A fé daquele que crê ou deseja pedir algo ao santo pode ser exercida em sua própria casa. Ali o fiel pratica a sua religião através do computador, conectando-se ao mundo sagrado a qualquer hora que desejar, individualmente ou com sua família. Diferente das narrativas das devoções populares/grupais tão divulgadas pelo catolicismo no mundo, em que o valor estava nas procissões, orações em grupos e nas manifestações aos santos e objetos de devoção, centradas na comunidade de pessoas, o novo modelo de devoções centradas nas devoções virtuais acabam se tornando meros elementos dos interesses pessoais cristalizados no indivíduo moderno. A religiosidade moderna é individualista, centrada no meu espaço, nas

minhas necessidades, no meu tempo, o que é próprio da contemporaneidade. A religião no

mundo virtual passa a oferecer ao fiel um cenário de serviços e bens simbólicos religiosos, um mercado de consumo de orações, e fé, entre tantas outras expressões do espaço privado e cômodo da devoção.

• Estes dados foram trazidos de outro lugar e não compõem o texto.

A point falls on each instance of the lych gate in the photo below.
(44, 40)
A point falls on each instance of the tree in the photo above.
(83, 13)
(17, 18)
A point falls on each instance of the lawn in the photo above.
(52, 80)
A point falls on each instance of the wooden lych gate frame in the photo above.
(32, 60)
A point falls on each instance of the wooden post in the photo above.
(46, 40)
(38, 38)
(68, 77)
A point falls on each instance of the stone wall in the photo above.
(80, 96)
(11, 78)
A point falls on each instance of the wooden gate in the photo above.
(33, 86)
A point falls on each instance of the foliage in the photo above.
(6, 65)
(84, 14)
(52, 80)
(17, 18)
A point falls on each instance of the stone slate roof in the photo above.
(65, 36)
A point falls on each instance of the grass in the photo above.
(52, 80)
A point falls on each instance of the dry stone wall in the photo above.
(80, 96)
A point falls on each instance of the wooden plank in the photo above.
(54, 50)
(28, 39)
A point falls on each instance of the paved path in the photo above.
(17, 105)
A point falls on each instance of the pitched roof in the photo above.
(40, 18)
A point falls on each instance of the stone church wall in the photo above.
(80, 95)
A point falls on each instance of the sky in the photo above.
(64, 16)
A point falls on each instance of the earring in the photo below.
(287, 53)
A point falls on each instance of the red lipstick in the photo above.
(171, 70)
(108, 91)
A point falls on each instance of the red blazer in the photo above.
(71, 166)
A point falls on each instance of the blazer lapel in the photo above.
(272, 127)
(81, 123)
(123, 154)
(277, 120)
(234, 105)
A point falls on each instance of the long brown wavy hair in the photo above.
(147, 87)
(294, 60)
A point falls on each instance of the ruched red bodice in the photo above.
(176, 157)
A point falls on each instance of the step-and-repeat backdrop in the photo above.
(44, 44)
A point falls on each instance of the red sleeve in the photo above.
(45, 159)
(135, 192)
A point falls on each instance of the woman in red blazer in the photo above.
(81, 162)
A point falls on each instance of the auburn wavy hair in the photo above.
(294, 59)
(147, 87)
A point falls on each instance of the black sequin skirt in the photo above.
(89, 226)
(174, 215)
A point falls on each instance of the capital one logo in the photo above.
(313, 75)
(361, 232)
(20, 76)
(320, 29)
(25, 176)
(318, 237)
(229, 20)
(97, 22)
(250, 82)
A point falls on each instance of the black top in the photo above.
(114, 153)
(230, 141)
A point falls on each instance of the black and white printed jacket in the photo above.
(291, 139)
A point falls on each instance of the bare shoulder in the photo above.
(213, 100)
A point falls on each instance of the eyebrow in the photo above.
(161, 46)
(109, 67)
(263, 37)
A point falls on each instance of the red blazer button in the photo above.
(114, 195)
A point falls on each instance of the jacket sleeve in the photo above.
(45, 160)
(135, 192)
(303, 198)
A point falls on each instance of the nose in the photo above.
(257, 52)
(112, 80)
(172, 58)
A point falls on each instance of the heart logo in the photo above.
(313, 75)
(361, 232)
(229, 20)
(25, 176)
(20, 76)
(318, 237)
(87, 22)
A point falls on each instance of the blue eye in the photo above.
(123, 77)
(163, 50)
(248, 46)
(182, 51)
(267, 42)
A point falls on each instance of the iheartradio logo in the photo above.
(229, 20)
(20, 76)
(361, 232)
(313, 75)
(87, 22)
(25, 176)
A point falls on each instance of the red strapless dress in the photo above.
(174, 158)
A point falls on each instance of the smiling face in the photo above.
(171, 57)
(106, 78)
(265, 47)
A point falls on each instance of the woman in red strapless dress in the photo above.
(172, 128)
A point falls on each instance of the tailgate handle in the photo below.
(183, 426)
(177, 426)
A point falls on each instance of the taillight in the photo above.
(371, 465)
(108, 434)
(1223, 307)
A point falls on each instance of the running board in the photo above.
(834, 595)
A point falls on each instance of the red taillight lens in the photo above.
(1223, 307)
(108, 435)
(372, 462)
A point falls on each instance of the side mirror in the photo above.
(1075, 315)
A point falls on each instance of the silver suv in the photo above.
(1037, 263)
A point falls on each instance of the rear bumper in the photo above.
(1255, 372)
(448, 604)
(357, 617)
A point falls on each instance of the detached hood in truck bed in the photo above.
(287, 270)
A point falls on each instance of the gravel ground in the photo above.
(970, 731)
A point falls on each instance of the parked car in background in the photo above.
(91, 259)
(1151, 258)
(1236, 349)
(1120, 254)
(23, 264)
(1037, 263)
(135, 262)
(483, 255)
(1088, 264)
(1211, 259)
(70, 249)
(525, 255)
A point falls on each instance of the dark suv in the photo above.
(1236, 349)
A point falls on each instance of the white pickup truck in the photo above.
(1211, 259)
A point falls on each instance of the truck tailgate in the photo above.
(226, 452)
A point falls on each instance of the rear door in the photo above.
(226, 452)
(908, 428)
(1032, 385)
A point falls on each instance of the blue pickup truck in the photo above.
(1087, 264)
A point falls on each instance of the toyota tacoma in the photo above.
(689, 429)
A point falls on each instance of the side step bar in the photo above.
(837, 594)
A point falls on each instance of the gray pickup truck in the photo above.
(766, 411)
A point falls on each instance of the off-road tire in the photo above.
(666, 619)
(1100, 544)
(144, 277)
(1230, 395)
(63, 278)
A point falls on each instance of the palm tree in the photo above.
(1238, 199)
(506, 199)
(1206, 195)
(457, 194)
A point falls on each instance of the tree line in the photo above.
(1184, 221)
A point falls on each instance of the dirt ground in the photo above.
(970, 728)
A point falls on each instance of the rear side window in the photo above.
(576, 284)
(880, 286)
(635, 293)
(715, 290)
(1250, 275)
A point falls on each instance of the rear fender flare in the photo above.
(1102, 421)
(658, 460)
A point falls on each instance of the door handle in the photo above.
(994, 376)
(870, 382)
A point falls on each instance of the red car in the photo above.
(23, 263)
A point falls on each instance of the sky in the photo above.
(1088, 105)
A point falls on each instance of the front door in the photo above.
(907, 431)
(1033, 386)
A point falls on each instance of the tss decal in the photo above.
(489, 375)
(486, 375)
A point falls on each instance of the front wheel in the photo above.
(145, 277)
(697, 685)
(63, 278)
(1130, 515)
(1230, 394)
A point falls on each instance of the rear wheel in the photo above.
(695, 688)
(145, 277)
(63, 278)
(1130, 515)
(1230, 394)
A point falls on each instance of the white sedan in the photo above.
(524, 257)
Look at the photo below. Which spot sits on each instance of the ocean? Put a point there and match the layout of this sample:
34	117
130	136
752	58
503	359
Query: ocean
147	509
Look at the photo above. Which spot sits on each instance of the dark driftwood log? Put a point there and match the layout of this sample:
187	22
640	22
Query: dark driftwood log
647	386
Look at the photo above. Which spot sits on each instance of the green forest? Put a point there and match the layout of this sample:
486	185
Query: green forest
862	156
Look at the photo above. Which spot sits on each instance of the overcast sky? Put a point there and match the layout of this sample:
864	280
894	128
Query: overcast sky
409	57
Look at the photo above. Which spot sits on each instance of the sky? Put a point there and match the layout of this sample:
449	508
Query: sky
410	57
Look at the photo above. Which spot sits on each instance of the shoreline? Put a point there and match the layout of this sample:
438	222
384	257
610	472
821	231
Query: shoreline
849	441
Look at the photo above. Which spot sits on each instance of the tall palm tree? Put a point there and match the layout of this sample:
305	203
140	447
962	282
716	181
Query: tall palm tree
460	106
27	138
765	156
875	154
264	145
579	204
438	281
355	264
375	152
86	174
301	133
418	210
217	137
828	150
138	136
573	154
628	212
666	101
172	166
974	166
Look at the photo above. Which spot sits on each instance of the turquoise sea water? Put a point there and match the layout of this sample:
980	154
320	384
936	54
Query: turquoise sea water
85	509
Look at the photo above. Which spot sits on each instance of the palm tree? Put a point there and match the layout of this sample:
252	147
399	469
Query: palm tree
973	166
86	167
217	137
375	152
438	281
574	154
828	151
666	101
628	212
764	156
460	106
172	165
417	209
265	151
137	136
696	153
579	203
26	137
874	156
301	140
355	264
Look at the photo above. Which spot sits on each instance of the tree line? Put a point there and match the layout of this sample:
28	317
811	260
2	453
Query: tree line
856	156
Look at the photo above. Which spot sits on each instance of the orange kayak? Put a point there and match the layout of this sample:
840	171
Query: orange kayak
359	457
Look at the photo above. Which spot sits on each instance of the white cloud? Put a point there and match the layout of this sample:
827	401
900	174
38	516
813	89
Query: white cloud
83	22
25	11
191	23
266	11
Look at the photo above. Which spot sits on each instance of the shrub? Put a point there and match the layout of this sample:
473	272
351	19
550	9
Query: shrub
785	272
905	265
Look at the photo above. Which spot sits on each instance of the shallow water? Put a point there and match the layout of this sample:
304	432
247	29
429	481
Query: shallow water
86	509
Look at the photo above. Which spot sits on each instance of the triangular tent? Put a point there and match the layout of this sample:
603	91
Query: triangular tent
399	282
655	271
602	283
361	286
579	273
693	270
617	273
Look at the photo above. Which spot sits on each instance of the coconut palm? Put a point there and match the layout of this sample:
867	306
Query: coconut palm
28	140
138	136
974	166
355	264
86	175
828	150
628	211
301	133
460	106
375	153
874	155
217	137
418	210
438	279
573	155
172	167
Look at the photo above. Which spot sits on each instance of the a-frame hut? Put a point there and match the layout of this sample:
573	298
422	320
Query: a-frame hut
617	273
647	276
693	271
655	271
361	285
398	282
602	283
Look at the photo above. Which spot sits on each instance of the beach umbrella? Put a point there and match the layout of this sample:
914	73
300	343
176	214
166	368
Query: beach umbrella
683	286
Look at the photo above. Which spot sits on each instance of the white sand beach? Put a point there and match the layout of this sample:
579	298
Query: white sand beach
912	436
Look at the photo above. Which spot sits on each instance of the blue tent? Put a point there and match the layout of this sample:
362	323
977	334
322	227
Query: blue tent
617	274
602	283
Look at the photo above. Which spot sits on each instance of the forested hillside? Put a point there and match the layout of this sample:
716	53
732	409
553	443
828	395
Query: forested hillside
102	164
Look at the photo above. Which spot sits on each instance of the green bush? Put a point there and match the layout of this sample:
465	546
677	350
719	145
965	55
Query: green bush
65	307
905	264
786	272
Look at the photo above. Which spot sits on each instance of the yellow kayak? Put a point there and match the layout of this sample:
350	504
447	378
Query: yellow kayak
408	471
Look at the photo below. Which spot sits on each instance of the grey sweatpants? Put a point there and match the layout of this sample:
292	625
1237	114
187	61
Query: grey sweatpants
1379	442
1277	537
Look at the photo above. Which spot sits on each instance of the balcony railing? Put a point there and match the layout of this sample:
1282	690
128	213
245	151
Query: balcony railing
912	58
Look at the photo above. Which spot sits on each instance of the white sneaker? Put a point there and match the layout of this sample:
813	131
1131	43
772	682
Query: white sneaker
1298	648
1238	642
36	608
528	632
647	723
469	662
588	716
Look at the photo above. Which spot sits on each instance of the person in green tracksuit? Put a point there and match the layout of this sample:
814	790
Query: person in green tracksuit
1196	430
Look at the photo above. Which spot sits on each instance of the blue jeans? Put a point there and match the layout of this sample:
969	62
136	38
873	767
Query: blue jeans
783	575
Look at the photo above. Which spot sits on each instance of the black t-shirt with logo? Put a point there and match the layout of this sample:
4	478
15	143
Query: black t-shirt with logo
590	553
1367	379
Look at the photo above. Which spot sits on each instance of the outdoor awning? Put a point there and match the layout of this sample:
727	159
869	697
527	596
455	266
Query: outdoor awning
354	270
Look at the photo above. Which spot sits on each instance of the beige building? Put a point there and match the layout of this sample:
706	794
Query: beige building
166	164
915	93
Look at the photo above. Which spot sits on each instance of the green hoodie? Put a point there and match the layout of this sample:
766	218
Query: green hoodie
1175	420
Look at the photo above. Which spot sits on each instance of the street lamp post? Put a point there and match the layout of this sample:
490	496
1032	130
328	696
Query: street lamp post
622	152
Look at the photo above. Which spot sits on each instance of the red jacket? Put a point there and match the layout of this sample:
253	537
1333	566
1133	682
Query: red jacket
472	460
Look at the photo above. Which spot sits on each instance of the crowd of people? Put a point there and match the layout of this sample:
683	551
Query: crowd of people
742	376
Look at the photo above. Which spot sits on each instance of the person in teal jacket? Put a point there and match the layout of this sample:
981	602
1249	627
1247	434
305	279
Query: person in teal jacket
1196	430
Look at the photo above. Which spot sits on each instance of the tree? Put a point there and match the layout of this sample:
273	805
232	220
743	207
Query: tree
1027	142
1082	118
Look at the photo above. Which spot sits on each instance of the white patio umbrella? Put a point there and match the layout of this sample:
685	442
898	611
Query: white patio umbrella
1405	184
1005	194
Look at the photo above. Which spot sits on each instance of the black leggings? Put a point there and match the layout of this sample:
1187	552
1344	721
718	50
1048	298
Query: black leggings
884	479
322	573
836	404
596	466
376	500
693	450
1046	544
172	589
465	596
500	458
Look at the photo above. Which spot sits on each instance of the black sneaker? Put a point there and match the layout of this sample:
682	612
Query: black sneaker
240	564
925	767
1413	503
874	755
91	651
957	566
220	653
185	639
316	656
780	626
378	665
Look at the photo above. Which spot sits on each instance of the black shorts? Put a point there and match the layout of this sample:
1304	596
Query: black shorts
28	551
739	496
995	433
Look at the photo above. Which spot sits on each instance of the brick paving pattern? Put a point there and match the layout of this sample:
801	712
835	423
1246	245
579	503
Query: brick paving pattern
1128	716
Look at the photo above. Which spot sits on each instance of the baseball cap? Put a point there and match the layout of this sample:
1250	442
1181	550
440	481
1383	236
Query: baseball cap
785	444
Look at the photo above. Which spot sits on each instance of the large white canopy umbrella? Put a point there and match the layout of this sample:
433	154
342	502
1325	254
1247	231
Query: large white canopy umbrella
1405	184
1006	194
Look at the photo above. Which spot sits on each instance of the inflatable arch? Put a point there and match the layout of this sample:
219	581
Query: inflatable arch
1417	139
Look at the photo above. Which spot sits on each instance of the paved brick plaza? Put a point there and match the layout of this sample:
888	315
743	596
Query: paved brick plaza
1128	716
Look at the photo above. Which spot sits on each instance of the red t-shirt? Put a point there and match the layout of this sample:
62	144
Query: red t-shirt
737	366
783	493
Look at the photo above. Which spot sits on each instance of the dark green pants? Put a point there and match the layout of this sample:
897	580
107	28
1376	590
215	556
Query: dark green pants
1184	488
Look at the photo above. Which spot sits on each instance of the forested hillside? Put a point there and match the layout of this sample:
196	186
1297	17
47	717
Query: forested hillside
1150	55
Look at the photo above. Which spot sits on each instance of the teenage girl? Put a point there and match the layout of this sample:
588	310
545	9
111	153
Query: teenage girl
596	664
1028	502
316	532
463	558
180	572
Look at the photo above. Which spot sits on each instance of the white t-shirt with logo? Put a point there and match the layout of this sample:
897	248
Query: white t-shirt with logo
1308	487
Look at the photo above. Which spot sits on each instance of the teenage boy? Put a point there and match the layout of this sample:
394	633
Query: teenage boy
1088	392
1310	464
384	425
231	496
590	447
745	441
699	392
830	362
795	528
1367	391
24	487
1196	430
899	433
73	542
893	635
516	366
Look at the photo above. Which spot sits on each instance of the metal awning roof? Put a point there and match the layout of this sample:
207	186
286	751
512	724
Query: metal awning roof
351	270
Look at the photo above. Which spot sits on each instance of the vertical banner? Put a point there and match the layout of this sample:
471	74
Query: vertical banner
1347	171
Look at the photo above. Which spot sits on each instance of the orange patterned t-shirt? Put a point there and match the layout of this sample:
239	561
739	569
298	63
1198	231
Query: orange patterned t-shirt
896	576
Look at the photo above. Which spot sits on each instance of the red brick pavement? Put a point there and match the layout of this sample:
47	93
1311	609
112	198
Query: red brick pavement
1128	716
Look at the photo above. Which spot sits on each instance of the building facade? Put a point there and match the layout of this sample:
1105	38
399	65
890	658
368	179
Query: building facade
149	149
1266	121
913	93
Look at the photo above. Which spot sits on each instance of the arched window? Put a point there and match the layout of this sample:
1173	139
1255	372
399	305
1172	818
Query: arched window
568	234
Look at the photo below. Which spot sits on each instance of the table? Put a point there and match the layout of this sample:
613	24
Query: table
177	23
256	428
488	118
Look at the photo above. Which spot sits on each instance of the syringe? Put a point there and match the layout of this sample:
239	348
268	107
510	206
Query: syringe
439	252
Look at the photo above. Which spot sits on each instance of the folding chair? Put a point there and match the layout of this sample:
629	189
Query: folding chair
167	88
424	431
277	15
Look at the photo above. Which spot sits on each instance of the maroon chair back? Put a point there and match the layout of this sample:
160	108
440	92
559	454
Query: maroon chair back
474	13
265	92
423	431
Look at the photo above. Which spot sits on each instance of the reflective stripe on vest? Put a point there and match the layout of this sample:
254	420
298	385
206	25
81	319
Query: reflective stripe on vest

Figura 15: Página das devoçoes virtuais A12

Fonte: Site A12.com

Há várias opções de uso de orações para internautas. No ícone Vela Virtual, há a frase Acender Vela, para o que é necessário fazer o login com dados sobre o visitante, que posteriormente alimentarão o banco de dados do santuário, cujo foco é a busca de mercantilização da religião por meio dos chamados devotos associados. Há alusão à expressão de conexão entre o real (pessoa) e a imagem virtual de Aparecida, presente no imaginário religioso dos católicos. A fé é deslocada para o mercado, que fornece bens religiosos de alta qualidade, providenciando produtos específicos para os interesses religiosos do público devoto que configura o catolicismo na condição glocal, que “rearranja continuamente as relações entre público e privado, coletivo e individual, imaginário e real, próximo e distante, interno e externo, familiar e estranho, entre outros pares doravante hibridizados e dissolvidos” (Trivinho, 2012, p. 111). A experiência religiosa Católica é propiciada através dos símbolos, orações e gestos, que, em seu conjunto, dão sentido ao que chamamos de fé.

Tradicionalmente, na religião Católica, no ato de acender velas para imagens de santos, o pedido não poderia ser publicitado, a não ser que o fiel o fizesse verbalmente. A passagem do espaço local, da prática tradicional de acender a vela, para o ato de acender a vela virtual ultrapassa as fronteiras do local; acender a vela já remete à exposição de seu pedido, que é feito acessando a página do site e preenchendo um formulário com alguns dados. Para que se objetive a experiência religiosa, é necessária a dimensão simbólica, que a viabiliza. O símbolo é a revelação sensível do sagrado, que nos religa àquilo que temos como santo. Ele desdobra-se na matéria e no acontecer simbólico até tornar-se cosmos delimitado pelo espaço e pelo tempo, tornando o mundo significativo. Diferente do conceito e da alegoria, o símbolo religioso traz sempre um resquício místico, que revela seu caráter de segredo, de selo santo.